Aber zurück zum Bewusstsein: Meins ist gerade sogar sehr verstimmt. Nicht
nur wegen der Weltlage, sondern auch, weil ich krank bin. Ich schreibe
diesen Text im Stehen, weil ich erstens nicht sitzen darf, aber zweitens im
Liegen nicht schreiben kann. Das Problem an der Sache ist nun drittens,
dass ich eigentlich auch nicht stehe, sondern recht wacklig auf den Beinen
bin.
So laufe und liege ich also rum und denke mich zwischendurch von Satz zu
Satz. Aber – und das ist der Punkt von wegen Bewusstsein – man kreist doch
sehr um den eigenen Kram in solchen Zeiten. Eben dachte ich kurz, es wäre
voll interessant, mal was über die dörflichen Zuspitzungen des ohnehin
desolaten Gesundheitssystems zu schreiben, wo ich doch zufällig in der
Kommune mit dem rechnerisch größten Ärzt:innenmangel Deutschlands
wohne. Eigentlich ein Geschenk für [1][diese Kolumne über Fragen zwischen
Stadt und Land], und ich hätte auch noch zwei Sätze darüber eingestreut,
wie viel schwerer es hier draußen gerade in solchen Krisenmomenten ist,
ohne Auto zurechtzukommen. Wenn man entweder ein Taxi aus dem Nachbardorf
kommen lassen muss oder den (einen) Bus Richtung Praxis erwischen. Den um
halb zwölf.
Andererseits: Was weiß ich denn schon wirklich darüber? Ist halt kacke und
nervt, aber weiter? Wertiger bedienen könnte ich das Sujet, irgendwann
knapp über 40 plötzlich mit der eigenen Sterblichkeit konfrontiert zu
werden. Aber das haben erstens schon viel klügere Menschen getan als ich
und zweitens bin ich auch weit davon entfernt, an dieser Sache hier zu
sterben. Behauptet jedenfalls der Arzt.
Womit sich auch schon das nächste Themenfeld aufdrängt, für das sich völlig
zurecht keine Sau interessiert: empfindlich-verletzliche Männerseelen
nämlich, die wegen Bauchschmerzen mit Gott zürnen, oder so. Auch das ist
schon zu oft geschrieben worden, wobei sich hier auch bei Weitem nicht nur
klügere Menschen ausgetobt haben, als ich einer bin.

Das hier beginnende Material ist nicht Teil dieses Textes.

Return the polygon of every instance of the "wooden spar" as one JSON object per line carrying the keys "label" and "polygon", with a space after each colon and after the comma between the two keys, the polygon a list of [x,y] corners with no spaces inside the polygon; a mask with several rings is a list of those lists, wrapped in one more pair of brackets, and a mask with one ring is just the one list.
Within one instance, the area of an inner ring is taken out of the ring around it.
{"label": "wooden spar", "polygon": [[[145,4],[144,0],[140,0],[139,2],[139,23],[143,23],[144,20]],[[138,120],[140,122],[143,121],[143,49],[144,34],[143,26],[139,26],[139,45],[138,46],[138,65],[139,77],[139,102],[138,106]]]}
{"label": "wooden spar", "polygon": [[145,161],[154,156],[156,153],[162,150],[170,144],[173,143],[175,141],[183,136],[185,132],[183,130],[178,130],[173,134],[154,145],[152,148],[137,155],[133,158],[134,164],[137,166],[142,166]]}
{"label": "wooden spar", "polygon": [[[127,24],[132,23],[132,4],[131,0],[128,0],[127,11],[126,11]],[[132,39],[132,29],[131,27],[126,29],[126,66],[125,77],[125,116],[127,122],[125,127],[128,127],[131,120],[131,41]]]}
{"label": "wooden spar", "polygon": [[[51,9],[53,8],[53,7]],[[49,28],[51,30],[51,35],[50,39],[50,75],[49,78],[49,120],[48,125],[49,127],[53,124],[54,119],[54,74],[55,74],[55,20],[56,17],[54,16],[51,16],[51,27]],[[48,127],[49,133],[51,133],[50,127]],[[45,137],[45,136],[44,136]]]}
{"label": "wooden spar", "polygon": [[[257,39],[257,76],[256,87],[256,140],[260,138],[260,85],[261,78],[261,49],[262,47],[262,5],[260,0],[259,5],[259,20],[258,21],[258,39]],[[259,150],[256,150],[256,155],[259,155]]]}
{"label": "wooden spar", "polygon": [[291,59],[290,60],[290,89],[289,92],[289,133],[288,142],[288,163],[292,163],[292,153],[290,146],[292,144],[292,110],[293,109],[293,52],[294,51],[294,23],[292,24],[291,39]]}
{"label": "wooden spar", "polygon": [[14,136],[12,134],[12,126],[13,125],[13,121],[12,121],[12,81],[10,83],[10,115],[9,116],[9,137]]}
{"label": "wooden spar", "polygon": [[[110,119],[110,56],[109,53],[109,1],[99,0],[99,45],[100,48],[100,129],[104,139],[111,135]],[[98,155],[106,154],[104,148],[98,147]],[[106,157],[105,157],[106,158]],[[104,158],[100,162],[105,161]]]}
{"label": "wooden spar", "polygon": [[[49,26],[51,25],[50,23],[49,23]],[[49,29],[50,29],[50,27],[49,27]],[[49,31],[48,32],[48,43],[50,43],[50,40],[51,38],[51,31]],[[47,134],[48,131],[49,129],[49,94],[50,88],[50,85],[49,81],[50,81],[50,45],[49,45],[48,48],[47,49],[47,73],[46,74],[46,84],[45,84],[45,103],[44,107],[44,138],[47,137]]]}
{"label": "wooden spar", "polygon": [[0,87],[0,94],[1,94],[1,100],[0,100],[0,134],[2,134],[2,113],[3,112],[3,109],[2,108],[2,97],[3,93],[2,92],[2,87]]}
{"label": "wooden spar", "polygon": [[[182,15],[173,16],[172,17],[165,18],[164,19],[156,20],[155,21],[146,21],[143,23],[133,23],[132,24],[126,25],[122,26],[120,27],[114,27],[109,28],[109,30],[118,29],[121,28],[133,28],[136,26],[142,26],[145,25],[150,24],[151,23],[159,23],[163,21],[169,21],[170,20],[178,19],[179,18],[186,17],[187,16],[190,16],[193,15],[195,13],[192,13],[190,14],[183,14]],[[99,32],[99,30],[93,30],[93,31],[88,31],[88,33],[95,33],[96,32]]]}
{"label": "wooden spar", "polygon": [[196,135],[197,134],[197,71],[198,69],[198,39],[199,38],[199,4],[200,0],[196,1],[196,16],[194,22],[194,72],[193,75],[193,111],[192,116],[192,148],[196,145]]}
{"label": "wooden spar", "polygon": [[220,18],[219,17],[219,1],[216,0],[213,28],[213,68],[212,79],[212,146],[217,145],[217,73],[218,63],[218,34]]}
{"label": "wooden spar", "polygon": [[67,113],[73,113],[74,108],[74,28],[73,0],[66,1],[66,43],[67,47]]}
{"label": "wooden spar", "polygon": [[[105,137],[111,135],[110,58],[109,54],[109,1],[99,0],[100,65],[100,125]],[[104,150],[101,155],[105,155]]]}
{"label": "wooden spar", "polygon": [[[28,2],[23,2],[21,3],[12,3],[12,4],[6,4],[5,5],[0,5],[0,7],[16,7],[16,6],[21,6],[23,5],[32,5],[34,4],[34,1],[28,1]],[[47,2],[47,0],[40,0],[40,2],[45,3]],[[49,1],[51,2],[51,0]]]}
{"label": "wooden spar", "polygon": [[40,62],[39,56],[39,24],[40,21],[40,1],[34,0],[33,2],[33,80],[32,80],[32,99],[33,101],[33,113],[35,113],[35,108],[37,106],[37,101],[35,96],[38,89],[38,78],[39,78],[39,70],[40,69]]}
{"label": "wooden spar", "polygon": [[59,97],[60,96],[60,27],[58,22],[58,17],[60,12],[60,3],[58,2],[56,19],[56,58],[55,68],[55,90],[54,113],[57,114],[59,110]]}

Früher war ich nie krank. Mein erstes echtes Fieber hatte ich an meinem 30.
Geburtstag. Mein erstes Antibiotikum ein paar Jahre später, und die eine
Hand, an der ich meine Blutentnahmen abzählen kann, ist gestern beim
dritten Finger angekommen. Unterm Strich ist meine Krankengeschichte also
hochgradig unspektakulär. Aber die Tendenz ist nicht gut.
Sind Sie noch da? Das freut mich (wirklich!), aber es tut mir auch ein
bisschen leid um Ihre Zeit. Eigentlich tut es mir für uns beide leid: für
mich, der liegen soll und schreiben muss – und für Sie, deren Hoffnung auf
eine knackige Pointe in wenigen Sätzen enttäuscht werden wird.
Es ist ein blöder Zufall, dass meine Kolumne gerade jetzt an der Reihe war.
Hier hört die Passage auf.